What Collet-Serra is looking forward to is the crazy third act stuff; in The Orphan he derailed the movie slowly and throughout the running time, but in Unknown he’s only able to derail it at the end. I think he knows exactly what he’s doing - there’s a silly scene where a character is killed when the van he’s in is pushed off a parking structure semi-accidentally, and there’s a really silly moment where a character is killed in an explosion that’s shot for maximum comedic effect. After The Orphan (and to a large extent House of Wax) I suspect that Collet-Serra skips past the meat of scripts to get to the weird moments, the odd little touches that he can really expand upon.
And so lots of the first two acts of the film feel rote; the first act, especially, is edited within an inch of its life (although once all of the reveals are made you understand more why the opening scenes are so quick. It makes eventual plot sense, but remains cinematically jarring). Neeson stomps through it all, growling and grimacing, trying to find that line where shock is anger is confusion is despair so that he never has to change his expression.
Equally void is January Jones; it seems as though the repressed, cold Betty Draper is the perfect role for her, since she’s incapable of doing much else. Diane Kruger is a little better. She’s given the thankless role of being Neeson’s mostly unnecessary side kick (she performs nearly zero plot function) and sort of love interest. Kruger has a feisty energy, and there’s a scene where she’s considering seducing Neeson that is great because it’s weird (which is Collet-Serra’s hallmark) and she’s fun.
There are two power players in the movie. The first is Bruno Ganz as a proud ex-Stasi officer who now does PI work. Neeson’s character hires him to get to the bottom of everything (which it turns out he doesn’t need to do), and Ganz is great in the part. It’s one of those small supporting roles that leaves you thinking ‘I’d rather see a movie with that character!’
The other power player is Frank Langella, playing a character all but named Johnny Exposition. He shows up to explain the entire film to Neeson (which is weird because the Ganz character should have served that function, you’d think) and then leave the movie. But there’s something about Langella that’s perfect for these pleasantly threatening roles, like in The Box. He’s the perfect guy to show up in a nice suit and be polite and then quietly murder you. I don’t think Langella’s really doing all that much work, but he’s a great example of the right actor plugged in the right hole.
Finally act three comes and reveals are made and things get wonky. I am sure that screenwriters Oliver Butcher and Stephen Cornwell, working from a novel by Didier Van Cauwelaert, thought they were making “Hitchcock Does The Bourne Identity,” but I’m not sure that’s what Collet-Serra was making. The third act stuff is the most fun, and where things get really implausible and broad, and where I enjoyed myself the most.

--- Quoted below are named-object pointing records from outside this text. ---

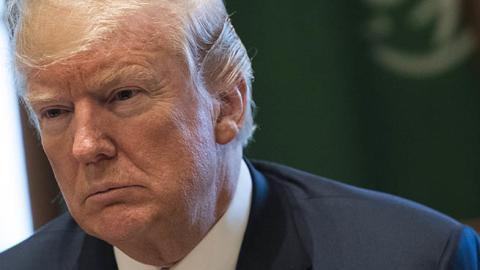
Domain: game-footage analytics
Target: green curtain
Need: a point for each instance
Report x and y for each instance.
(382, 94)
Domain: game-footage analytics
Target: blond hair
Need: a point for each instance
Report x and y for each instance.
(213, 52)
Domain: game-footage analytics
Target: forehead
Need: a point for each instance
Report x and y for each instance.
(135, 48)
(54, 30)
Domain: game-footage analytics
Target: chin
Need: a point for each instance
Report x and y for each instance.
(117, 224)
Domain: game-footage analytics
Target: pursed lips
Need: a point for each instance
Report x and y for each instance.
(104, 188)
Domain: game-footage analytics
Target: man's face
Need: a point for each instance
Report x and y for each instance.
(131, 142)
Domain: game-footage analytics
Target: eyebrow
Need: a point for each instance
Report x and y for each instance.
(115, 76)
(103, 80)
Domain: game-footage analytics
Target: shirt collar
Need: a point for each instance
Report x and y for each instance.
(220, 248)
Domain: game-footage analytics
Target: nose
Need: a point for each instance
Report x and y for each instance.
(91, 143)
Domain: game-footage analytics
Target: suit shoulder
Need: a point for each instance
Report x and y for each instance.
(315, 191)
(53, 243)
(333, 216)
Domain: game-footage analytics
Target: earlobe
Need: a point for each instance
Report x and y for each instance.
(226, 131)
(230, 119)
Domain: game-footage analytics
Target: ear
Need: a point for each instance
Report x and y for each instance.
(232, 113)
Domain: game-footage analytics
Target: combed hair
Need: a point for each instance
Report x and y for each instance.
(214, 54)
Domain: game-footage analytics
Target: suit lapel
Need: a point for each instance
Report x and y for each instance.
(271, 240)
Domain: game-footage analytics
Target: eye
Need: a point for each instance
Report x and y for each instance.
(125, 94)
(53, 113)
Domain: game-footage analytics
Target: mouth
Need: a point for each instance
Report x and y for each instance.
(110, 192)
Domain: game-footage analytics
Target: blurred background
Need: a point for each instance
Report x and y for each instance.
(382, 94)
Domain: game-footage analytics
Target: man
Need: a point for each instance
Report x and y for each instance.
(143, 108)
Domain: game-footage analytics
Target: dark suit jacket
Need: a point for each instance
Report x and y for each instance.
(298, 221)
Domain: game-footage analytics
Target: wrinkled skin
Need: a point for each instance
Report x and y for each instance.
(142, 160)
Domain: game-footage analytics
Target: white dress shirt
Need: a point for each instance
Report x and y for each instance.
(219, 249)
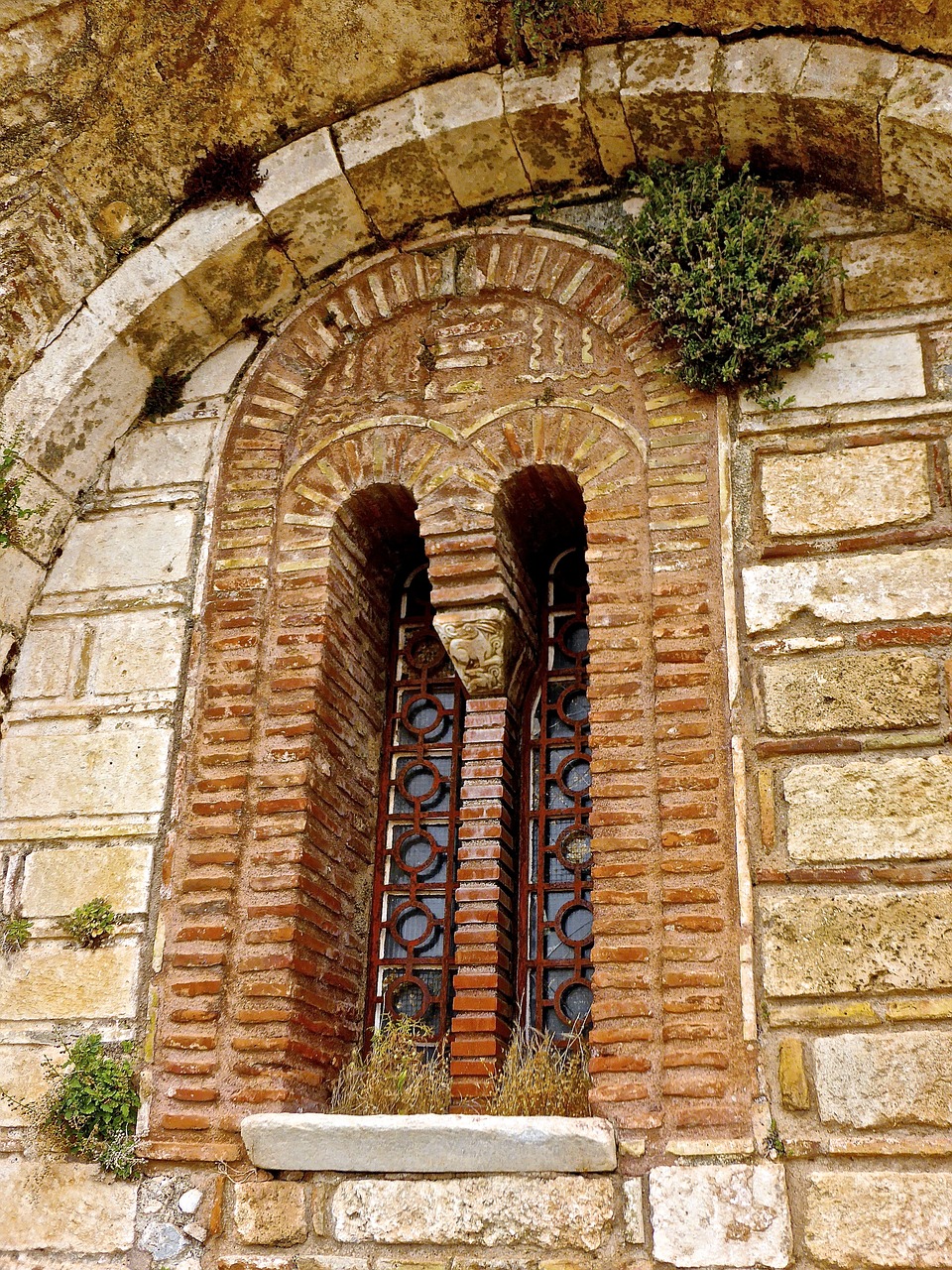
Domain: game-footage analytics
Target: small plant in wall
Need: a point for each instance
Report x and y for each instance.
(90, 925)
(89, 1110)
(730, 276)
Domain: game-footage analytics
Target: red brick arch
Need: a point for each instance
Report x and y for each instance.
(426, 380)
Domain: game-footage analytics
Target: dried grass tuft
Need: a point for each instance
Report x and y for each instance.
(540, 1079)
(398, 1078)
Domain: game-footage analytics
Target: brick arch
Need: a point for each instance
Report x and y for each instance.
(442, 372)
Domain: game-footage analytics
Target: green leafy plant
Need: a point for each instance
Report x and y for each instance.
(89, 1111)
(547, 26)
(226, 173)
(90, 925)
(731, 277)
(14, 933)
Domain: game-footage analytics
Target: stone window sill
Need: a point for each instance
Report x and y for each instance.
(429, 1143)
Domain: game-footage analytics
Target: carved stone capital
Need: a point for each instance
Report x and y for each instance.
(481, 644)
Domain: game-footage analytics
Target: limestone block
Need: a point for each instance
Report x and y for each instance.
(880, 1218)
(163, 453)
(915, 130)
(63, 1207)
(109, 771)
(271, 1213)
(391, 168)
(556, 1211)
(897, 270)
(468, 135)
(59, 879)
(857, 588)
(835, 107)
(51, 980)
(875, 368)
(128, 548)
(754, 99)
(720, 1215)
(548, 122)
(22, 1075)
(878, 1082)
(897, 810)
(849, 691)
(602, 103)
(856, 942)
(308, 199)
(667, 98)
(848, 489)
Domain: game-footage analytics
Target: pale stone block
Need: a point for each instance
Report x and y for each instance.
(875, 368)
(848, 489)
(851, 691)
(879, 1082)
(754, 99)
(897, 270)
(50, 980)
(897, 810)
(391, 168)
(59, 879)
(163, 453)
(556, 1211)
(63, 1207)
(429, 1143)
(915, 128)
(136, 652)
(667, 96)
(847, 942)
(721, 1215)
(128, 548)
(880, 1218)
(271, 1213)
(548, 123)
(857, 588)
(111, 771)
(468, 135)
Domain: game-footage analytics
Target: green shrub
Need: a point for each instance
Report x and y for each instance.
(731, 277)
(90, 925)
(90, 1107)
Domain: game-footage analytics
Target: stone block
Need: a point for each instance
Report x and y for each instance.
(754, 99)
(915, 131)
(667, 98)
(163, 453)
(548, 123)
(879, 1082)
(842, 942)
(50, 980)
(857, 588)
(602, 103)
(847, 489)
(429, 1143)
(897, 270)
(271, 1213)
(308, 199)
(851, 691)
(553, 1213)
(128, 548)
(59, 879)
(835, 107)
(864, 368)
(109, 771)
(721, 1215)
(898, 808)
(468, 135)
(391, 168)
(63, 1207)
(880, 1218)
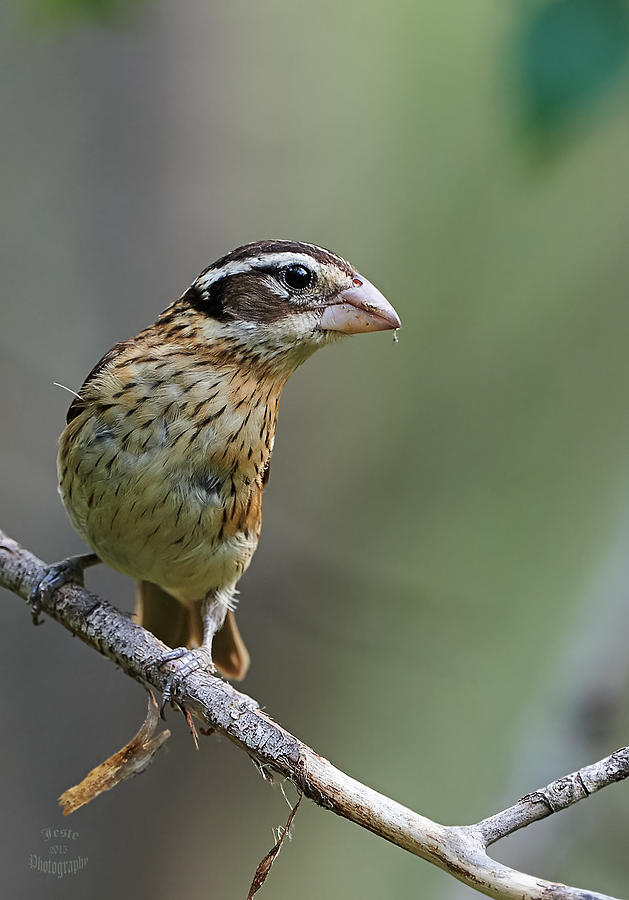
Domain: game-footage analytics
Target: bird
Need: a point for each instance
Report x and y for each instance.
(165, 455)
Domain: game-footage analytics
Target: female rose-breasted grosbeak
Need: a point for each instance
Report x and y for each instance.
(166, 451)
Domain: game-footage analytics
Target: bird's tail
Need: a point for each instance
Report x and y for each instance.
(178, 625)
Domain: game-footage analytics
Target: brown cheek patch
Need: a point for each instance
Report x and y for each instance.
(245, 297)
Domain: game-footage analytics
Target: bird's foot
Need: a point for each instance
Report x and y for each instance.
(67, 571)
(195, 660)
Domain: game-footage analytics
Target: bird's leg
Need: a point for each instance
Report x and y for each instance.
(67, 571)
(213, 611)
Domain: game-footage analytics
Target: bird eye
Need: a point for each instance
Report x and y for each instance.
(297, 277)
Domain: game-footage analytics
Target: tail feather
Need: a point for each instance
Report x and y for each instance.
(178, 625)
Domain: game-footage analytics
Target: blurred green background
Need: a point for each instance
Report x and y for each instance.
(439, 600)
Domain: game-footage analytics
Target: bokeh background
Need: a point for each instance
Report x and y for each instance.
(439, 603)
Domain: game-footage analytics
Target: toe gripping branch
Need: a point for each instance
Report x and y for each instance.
(67, 571)
(193, 660)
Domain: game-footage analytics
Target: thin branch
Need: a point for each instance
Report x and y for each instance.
(459, 850)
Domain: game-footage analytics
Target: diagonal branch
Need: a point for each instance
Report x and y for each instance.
(459, 850)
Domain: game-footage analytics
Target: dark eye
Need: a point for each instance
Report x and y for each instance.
(297, 277)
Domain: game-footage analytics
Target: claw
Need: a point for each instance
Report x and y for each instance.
(68, 571)
(199, 658)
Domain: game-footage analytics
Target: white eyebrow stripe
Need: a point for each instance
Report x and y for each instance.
(237, 267)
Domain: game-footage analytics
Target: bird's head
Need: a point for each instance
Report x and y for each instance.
(284, 299)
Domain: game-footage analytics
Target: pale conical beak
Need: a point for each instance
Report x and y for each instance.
(360, 308)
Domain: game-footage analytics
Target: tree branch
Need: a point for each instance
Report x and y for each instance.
(459, 850)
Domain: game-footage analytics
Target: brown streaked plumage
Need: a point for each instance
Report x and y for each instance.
(166, 452)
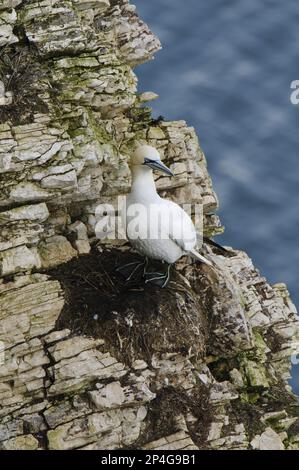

I think with a better, looser lead Unknown could have been great. I don’t know what Neeson’s new action career is all about, but he doesn’t seem to be working that hard at it. Unknown needed a lead who showed vulnerability and humanity just a little bit more. It also needed to let Collet-Serra loose earlier; the assassins chasing Neeson and Kruger needed to be weirder, or the action scenes needed to be more unique.
As it stands Unknown is fine. It knows when it’s being stupid, and it’s happy to be so, but it could have been so much more. I actually think that Collet-Serra’s weirdness would have made the film more in line with great Hitchcock, which is often slyly funny and tongue in cheek. Sometimes Unknown’s tongue is so firmly in cheek that the audience doesn’t even realize there’s a joke happening. And surely nobody told Neeson where to place his tongue, either.